Sep 17, 2009

We are sitting on an island in their kitchen, the classic California kitchen, which bleeds into all other rooms. The husband is in his late 60s, tall, hair dyed shoe-polish black; his wife just turning 50, her hair cut short. In the last 10 months she has begun to feel cute again. She was born in Beirut, and would have you believe she was a starlet. She appeared in a Fellini movie as a child, but you have to stop the movie to see her.

He was born down the peninsula, went to Harvard and Stanford and has underachieved ever since. He was once a well known architect, but then something happened, no one knows, but he left the profession. Then he began dabbling at being an "artist". He and his wife own rental properties, which is their real income. He had a stroke some time ago and has limited mobility, and limited stamina. And now he's in a downward spiral. He says he wants to get back to riding a motorcycle and a horse and playing tennis. It will never happen, but conceivably it could if he had the will to pull himself up and out of his chair and to start walking. He can walk but it's difficult. He could even walk to a nearby store but he says the grade is too steep. What about a cane? "No, it wouldn't be strong enough." You could take a walker. "No, that would never work, I couldn't lift it. What if it fell over?"

"You could try... "

No, you don't understand. I couldn't."

No, he would rather dream, he would rather jail himself. Frankly, the man is spoiled and his pessimism is contagious. I would never have agreed to go have dinner at all but my wife insisted. She is always trying to save people. And what about his wife? lately strange things have been happening. Three times in the last months he's called 911 to have police come over and "save" him.

The couple has three daughters; two are in college in New England. A third is 15 and lives at home. She's unusually bright and stars in Physics. She's also very direct. I have never seen her be devious. She is usually shy but lately she seems much more outspoken.

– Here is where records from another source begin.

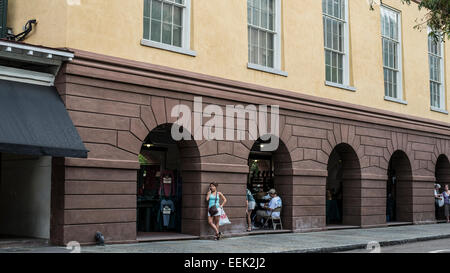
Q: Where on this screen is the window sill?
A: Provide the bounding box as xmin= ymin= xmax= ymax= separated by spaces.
xmin=141 ymin=39 xmax=197 ymax=57
xmin=325 ymin=81 xmax=356 ymax=92
xmin=384 ymin=96 xmax=408 ymax=105
xmin=247 ymin=63 xmax=288 ymax=77
xmin=431 ymin=106 xmax=448 ymax=115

She has a very pretty smile, and permanent. But as you look at her you realize the smile has different meanings.

So here's what's happening to this man and his family. One afternoon the police arrive and this father says that his 15-year-old daughter refuses to open a bottle of wine for him, which he can't do himself because his left hand is so gnarled. The police are puzzled: the man is not drunk. He seems absolutely sincere. They call social services. A week later he calls again and says his daughter won't help him get downstairs, which everyone knows he can do himself, although with effort. He tells the police it's a case of elder abuse. Two weeks later he calls still again, this time because his daughter has left him alone for several hours. Why didn't he make the charge about his wife, you wonder. Eventually, a representative of social services arrives. A week after that his daughter overhears him making plans to hire a prostitute.

So here we are on an island in their kitchen. Here is the father sitting in his customary chair, his wife is slicing onions with a 14-inch cutting knife. She cuts slowly and carefully, even sensuously. Her husband is talking about his therapy.

"You like that one, don't you," his wife says, referring to one of the women who gives him a massage.

"Actually, there are two of them," he says.

His wife smiles. She never takes her eyes off the onions. "Two, even better."

Her husband is encouraged. "Yes," he says, "she reminds me of my first girl friend. Very beautiful. Maybe the most beautiful woman I've ever known. She was Brazilian." He went on to talk about how he met this woman, how she was a twin, how he used to go bike riding with her in Rio.

This marriage is over, but he doesn't see it. In that sense he is pitiful.

"I'll never have that again," he says and orders his daughter to get him the wine bottle at the other end of the counter. She does it.

"So what you are going to do," asks his wife.

"You'd like it if I killed myself, wouldn't you?"

"There's a gun upstairs," says the daughter, with her permanent smile.

His wife stops cutting and looks at her guests. Everyone is smiling, even the father.

1 comment:

Anjuli said...

My heart goes out to the 15 year old daughter. Also, I salute the wife- let me tell you, if I was cutting an onion with a sharp knife and my husband started talking about his massage therapist reminding him of his beautiful Brazilian girlfriend...and her twin...well, let us just say, there would need to be emergency surgery done on a very important part of his male anatomy.

so kudos to his wife for her self restraint in this situation!!